I kept stopping and taking pictures of the landscape (hundreds of
them as it turned out). Everywhere I looked was magical. Just
another day in red rock canyon country!
When I returned to my studio I
uploaded my photos onto my computer where they sat on my hard drive
until mid January 2006 when I rediscovered them and began sketching
and finally painting. I worked on this painting for a few weeks
along with two other pieces. I wasn't certain if I liked the piece
enough to finish it so I stopped working on it in March. I was
pretty sure I was going to abandon the piece altogether and use the
canvas for another painting. It sat unfinished and unloved in a
corner of my studio until November when a couple of visitors saw the
piece and told me how much they liked it. So, in light of this and
some other favorable comments I had, I reevaluated the work
and resumed painting on it in December. I finally finished the
Autumn Trail version on January 2007, a year almost to the day after I
began. It took 232 hours 20 minutes to paint (a form of
self-flagellation). However, I was never very happy with the results, but it
looked good enough to hang in various galleries from Jackson Hole to
Scottsdale.
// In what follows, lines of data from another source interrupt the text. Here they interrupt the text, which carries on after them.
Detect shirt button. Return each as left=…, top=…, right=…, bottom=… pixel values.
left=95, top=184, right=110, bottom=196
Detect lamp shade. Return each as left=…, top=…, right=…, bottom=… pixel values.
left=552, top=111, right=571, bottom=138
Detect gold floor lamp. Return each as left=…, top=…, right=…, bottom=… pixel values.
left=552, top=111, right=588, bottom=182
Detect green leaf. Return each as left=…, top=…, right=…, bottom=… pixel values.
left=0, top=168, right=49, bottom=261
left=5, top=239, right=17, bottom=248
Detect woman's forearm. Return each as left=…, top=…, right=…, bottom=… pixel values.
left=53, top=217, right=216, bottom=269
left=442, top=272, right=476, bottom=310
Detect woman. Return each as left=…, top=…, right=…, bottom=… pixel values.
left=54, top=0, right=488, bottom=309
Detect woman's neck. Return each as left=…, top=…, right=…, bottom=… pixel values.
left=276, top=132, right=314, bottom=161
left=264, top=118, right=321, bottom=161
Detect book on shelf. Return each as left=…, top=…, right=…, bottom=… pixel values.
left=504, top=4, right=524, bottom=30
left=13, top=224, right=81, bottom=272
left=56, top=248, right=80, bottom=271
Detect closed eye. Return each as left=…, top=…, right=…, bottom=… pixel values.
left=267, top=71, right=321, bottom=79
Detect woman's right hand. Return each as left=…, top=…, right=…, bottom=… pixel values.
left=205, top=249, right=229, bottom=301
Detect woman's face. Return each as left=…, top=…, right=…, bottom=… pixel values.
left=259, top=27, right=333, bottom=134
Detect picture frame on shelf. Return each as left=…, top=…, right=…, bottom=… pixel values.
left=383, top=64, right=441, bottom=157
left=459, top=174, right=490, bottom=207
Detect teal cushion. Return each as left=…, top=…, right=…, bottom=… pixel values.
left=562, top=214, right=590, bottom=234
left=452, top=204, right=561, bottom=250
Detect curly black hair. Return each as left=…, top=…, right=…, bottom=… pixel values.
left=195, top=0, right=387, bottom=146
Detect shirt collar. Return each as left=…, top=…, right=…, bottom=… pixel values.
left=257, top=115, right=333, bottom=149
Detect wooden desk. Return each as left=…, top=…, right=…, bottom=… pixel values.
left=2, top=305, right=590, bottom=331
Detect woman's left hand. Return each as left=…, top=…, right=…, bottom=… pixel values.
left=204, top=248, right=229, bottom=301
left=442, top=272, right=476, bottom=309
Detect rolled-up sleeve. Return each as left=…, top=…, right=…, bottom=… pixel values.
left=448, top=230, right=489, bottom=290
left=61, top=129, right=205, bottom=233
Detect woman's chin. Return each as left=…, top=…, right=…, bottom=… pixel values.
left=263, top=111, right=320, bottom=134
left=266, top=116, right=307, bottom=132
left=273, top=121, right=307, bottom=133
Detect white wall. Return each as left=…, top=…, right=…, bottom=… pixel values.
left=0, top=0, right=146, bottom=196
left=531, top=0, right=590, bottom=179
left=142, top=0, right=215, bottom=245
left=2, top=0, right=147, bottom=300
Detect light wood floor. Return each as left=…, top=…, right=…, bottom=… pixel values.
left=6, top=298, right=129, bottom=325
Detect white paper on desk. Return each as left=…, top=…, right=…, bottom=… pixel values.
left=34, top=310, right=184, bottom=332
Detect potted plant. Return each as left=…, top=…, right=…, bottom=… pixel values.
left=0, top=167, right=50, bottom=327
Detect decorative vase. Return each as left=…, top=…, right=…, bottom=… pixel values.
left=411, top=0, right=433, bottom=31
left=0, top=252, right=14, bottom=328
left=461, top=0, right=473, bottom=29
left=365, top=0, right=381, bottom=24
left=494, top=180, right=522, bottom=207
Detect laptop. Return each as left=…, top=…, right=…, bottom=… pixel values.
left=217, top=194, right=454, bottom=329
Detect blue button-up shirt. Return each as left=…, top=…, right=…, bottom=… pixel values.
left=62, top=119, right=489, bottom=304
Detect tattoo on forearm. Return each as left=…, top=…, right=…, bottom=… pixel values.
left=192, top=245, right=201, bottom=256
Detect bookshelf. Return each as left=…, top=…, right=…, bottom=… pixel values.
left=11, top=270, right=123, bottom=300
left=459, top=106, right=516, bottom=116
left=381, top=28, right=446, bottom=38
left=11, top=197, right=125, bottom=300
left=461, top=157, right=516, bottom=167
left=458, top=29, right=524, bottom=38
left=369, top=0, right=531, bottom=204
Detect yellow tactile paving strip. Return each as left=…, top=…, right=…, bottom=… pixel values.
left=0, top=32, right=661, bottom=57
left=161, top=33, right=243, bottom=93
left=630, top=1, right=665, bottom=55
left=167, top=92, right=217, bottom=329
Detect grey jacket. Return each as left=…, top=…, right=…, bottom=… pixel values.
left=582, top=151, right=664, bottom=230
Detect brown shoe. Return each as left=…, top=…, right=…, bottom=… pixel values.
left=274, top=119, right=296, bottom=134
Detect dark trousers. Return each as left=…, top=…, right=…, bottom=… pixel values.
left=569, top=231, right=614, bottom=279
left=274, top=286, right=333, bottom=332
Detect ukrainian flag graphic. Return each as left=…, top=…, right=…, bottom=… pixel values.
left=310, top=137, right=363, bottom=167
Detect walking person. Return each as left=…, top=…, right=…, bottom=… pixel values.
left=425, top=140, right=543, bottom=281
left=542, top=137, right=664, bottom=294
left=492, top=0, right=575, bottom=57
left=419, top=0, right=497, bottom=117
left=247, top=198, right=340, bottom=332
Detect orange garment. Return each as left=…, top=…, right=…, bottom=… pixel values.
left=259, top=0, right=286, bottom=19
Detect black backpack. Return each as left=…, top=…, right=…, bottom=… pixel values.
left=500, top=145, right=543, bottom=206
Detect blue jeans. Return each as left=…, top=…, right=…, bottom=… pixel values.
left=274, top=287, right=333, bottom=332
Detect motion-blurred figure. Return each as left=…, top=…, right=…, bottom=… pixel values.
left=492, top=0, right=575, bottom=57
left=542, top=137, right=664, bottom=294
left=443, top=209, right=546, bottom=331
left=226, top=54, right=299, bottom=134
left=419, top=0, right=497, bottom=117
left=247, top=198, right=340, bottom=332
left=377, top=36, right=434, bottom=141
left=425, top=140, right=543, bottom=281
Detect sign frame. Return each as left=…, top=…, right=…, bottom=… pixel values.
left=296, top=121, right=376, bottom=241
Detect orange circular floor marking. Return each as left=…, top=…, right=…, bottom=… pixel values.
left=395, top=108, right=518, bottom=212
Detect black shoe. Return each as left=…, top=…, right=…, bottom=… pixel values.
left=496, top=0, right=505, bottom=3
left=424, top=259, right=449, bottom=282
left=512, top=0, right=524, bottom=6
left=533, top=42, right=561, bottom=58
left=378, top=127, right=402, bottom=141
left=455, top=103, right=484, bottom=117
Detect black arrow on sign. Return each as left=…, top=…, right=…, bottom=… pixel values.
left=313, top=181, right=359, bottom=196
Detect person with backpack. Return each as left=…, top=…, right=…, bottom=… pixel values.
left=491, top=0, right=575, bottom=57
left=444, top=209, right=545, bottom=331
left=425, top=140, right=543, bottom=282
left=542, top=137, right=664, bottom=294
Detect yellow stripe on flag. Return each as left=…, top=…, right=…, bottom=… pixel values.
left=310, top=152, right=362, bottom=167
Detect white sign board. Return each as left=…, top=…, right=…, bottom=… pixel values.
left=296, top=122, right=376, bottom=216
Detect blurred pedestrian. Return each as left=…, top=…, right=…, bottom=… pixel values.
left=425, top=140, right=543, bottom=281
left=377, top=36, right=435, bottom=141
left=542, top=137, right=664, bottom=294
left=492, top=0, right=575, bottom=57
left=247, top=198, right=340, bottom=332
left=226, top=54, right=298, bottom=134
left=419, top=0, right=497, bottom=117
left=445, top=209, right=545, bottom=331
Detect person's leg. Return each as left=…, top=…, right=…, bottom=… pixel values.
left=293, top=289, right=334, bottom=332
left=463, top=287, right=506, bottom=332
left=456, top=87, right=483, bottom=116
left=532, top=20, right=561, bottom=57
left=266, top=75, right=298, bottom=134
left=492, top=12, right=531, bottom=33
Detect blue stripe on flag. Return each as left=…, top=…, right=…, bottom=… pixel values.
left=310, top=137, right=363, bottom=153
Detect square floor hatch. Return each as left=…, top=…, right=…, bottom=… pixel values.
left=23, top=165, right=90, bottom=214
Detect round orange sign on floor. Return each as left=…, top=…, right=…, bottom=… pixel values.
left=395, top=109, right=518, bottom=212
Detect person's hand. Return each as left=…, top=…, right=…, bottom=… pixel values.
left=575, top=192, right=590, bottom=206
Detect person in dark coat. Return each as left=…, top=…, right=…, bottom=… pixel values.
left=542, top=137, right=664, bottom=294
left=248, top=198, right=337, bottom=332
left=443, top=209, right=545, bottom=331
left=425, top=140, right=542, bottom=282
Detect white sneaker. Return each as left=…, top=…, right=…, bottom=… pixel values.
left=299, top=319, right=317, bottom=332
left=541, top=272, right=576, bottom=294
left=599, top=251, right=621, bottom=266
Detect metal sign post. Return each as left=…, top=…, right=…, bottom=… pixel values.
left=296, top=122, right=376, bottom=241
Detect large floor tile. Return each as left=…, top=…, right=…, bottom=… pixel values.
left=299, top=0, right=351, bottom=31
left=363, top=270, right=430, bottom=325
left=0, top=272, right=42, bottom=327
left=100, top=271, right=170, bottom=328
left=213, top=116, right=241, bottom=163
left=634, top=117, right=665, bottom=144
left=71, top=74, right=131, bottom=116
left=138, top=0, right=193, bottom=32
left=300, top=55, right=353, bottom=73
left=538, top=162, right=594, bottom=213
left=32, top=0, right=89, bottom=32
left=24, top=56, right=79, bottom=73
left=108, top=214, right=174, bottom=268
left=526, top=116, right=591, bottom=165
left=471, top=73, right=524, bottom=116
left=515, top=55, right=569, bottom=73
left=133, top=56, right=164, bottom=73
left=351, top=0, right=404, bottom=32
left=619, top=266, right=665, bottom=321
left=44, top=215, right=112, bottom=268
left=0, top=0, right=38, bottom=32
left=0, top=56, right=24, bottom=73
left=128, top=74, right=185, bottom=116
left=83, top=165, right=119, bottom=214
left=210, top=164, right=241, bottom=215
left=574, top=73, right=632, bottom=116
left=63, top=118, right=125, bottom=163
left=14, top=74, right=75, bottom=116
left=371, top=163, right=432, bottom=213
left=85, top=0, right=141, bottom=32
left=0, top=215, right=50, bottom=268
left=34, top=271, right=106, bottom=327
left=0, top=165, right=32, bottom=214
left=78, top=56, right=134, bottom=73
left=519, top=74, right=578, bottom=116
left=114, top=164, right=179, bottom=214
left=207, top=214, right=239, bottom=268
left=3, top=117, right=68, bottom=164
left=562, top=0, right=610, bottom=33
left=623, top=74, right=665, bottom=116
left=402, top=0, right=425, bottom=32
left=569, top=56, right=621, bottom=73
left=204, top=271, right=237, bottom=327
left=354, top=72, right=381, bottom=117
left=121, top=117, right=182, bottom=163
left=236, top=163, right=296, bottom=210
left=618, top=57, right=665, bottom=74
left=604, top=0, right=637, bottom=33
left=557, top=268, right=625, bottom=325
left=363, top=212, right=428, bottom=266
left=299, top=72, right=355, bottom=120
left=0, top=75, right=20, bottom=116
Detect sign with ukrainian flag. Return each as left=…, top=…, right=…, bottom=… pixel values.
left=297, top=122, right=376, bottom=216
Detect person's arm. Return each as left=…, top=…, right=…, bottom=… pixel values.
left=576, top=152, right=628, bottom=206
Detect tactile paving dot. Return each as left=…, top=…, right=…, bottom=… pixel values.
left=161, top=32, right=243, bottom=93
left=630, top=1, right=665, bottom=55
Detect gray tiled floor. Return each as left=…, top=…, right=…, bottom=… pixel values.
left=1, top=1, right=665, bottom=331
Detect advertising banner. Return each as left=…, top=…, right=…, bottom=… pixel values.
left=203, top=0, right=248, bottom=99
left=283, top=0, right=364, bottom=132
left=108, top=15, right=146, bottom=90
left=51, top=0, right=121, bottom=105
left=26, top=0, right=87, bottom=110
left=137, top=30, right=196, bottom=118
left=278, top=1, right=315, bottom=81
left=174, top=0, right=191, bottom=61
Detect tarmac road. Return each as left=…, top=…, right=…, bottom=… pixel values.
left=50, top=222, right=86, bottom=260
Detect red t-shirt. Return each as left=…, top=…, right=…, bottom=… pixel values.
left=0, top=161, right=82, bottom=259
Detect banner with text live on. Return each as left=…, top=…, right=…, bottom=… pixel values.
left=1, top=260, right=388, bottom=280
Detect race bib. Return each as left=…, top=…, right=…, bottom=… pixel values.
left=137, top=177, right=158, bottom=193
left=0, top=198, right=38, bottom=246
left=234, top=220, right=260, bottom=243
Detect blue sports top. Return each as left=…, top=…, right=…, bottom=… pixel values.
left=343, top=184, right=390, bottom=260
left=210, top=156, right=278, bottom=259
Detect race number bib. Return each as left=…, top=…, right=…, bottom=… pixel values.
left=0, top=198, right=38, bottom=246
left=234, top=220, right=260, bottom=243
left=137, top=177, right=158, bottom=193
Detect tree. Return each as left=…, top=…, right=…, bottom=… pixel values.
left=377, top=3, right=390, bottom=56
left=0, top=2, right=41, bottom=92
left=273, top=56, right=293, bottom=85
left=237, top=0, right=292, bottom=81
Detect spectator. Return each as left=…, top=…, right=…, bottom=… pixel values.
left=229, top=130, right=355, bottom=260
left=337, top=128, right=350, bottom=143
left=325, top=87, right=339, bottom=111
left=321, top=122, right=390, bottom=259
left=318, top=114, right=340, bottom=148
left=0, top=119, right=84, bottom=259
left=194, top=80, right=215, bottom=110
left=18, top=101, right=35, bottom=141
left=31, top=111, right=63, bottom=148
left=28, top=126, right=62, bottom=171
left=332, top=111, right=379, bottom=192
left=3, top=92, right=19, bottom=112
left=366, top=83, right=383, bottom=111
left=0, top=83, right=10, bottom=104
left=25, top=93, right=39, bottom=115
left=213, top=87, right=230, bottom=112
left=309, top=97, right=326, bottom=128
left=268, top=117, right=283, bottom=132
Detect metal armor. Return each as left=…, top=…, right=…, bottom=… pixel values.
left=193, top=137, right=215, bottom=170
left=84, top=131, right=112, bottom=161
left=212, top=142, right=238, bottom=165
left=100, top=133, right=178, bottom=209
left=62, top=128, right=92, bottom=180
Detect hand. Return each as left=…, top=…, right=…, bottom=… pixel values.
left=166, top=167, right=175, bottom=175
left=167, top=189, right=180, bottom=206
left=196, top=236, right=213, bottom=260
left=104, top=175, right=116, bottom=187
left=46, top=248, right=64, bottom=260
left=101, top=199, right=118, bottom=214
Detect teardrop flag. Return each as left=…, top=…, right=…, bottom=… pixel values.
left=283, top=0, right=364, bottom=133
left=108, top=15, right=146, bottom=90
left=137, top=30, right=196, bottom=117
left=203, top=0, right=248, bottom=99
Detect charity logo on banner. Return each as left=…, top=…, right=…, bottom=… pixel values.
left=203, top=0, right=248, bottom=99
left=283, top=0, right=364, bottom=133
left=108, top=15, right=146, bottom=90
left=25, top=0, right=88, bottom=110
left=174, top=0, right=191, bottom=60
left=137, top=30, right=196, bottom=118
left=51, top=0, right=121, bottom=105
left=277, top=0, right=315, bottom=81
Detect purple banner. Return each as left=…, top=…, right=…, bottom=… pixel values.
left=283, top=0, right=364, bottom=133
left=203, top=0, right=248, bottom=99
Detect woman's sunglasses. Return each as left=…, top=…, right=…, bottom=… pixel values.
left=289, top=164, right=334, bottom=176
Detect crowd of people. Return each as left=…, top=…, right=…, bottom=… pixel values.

When I pulled my art from all my galleries in 2009,
the painting languished in my art storage room until early 2011 when
I finally figured out what was bothering me about the piece: the red rock looked
way too pink and the trail needed something more
exciting than just a hidden fox and a lizard. What it
needed was wild horses which are indigenous to the Moab area (think Dead
Horse Point). I realized that wild horses had probably trod the very
"autumn trail" I had
originally painted-perhaps many times over the decades! So,
after a significant investment of time and energy, I made the
changes. I like the result and hope you do too. If you
have not been to Moab, you have really missed something!
From this revised original oil painting, I have produced a limited edition
giclée print on canvas and on paper.